# -*- coding: utf-8 -*-
# FIXME docs
"""
.. wikisection:: overview
:title: (4) Handling Kmers
The :mod:`biseqt.kmers` module provides tools for k-mer analysis. Kmers are
represented as integer (and hence a maximum word length is imposed by
integer size of the machine).
>>> from biseqt.sequence import Alphabet, Sequence
>>> from biseqt.kmers import as_kmer_seq, KmerIndex
>>> A = Alphabet('ACGT')
>>> S = A.parse('AAACGCGT')
>>> wordlen = 3
>>> as_kmer_seq(S, wordlen)
[0, 1, 6, 25, 38, 27]
>>> kmer_index = KmerIndex(path=':memory:', alphabet=A, wordlen=wordlen)
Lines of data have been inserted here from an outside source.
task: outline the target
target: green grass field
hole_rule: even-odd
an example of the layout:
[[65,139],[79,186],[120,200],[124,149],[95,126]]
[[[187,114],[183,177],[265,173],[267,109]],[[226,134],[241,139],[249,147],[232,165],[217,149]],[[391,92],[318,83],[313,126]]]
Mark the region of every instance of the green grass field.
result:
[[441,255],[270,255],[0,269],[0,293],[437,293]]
>>> kmer_index.index_kmers(S)
1 # the internal 'id' assigned to sequence S
>>> kmer_index.kmers()
[0, 1, 6, 25, 27, 38]
>>> kmer_index.hits(27)
[(1, 5)] # (seqid, position)
.. wikisection:: dev
:title: Insert-or-Append Queries
It may be useful to perform an SQL query which either inserts a new record
or appends the given value to some column in case of conflict. This is
achived by using one of SQLite's conflict resolution mechanisms_ ``ON
CONFLICT REPLACE`` or in short ``OR REPLACE``. For instance, consider a
table::
id | field
1 | foo
where we wish ``INSERT INTO ... (id, field) VALUES (2, 'bar')`` to give::
id | field
1 | foo
2 | bar
and ``INSERT INTO ... (id, field) VALUES (1, 'bar')`` to give::
id | field
1 | foo,bar
This can be implemented by using the following query format:
.. code-block:: sql
INSERT INTO ... (id, field) VALUES
SELECT ?, IFNULL(SELECT field FROM ... WHERE id = ?, "") || ?
invoked like this:
.. code-block:: python
id, field = ...
conn = apsw.Connection('example.db')
conn.cursor().execute(query, (id, id, ',' + field))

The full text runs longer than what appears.